As US-China tariff war heats up, could Beijing rely on consumers at home?

China’s export-fueled growth strategy is facing a major roadblock as tariffs threaten to wall off America – by far China’s biggest overseas market – which absorbs about $400 billion worth of Chinese goods each year.

President Donald Trump warned that he could raise U.S. tariffs on China to more than 100% on Wednesday if Beijing doesn’t back down from tit-for-tat levies. “China will fight to the end,” shot back China’s Ministry of Commerce.

The escalating U.S.-China trade war will exacerbate the mounting global glut of Chinese manufactured goods, raising the question, Where will all these goods go, if not to the United States?

Why We Wrote This

China has long relied on exports of manufactured goods to drive economic growth. But as the United States and other nations shut China out, some argue that Beijing should rely more on consumers at home.

The world is already facing what some analysts call a second “China shock,” as shiploads of Chinese-made cars, steel, and other goods flood into foreign markets.

“Any indicator you look at just shows an enormous increase in China’s exports,” says Brad Setser, a senior fellow at the Council on Foreign Relations and former U.S. treasury official who specializes in global trade. Last year, China’s export volume grew about three or four times faster than global trade overall, he notes. Imports, meanwhile, remained flat.

“It’s been a very asymmetric pattern,” he says, designed to make China less dependent on the world, while making the world more dependent on China.

A worker loads rolls of steel plate at a steel market in Hangzhou, China. Beijing has said it will fight U.S. import tariffs “to the end.”

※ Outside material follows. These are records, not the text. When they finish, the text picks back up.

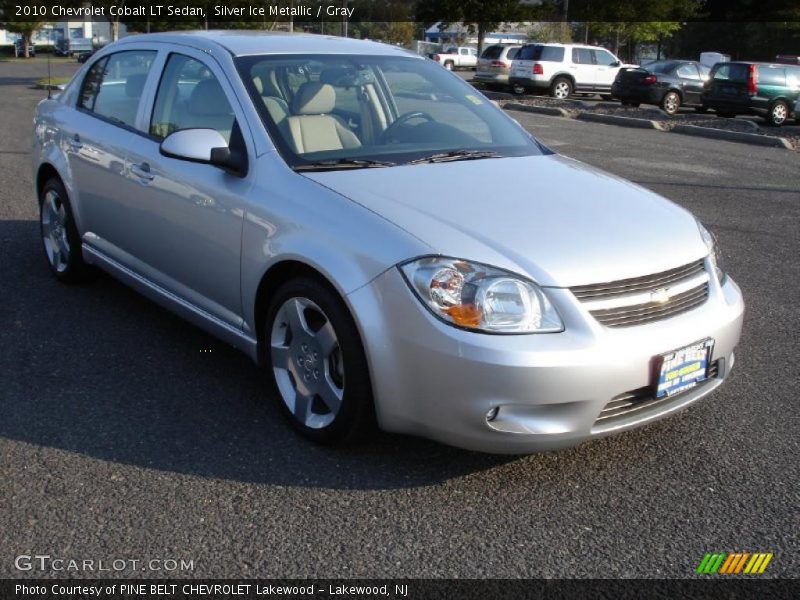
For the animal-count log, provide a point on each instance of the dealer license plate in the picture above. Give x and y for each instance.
(684, 368)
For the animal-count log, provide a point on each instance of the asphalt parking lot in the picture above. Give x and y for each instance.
(127, 433)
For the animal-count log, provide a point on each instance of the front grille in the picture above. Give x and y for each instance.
(640, 399)
(629, 302)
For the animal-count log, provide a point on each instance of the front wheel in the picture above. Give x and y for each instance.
(778, 114)
(561, 88)
(670, 103)
(318, 367)
(60, 238)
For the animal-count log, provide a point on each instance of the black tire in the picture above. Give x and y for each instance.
(671, 102)
(69, 266)
(778, 114)
(355, 419)
(561, 88)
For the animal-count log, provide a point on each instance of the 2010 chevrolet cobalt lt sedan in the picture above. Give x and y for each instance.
(385, 242)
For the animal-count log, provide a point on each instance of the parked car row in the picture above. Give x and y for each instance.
(769, 90)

Even before Mr. Trump’s tariff blitz, many countries in Europe and beyond were pushing back on this strategy, trying to lessen their dependence on Chinese goods with targeted tariffs; that suggests that redirecting exports from the U.S. may not be so easy. To protect China’s long-term economic growth – on which the Communist Party government’s legitimacy lies – China’s leader Xi Jinping may have to change course, and take bolder steps to boost consumption at home.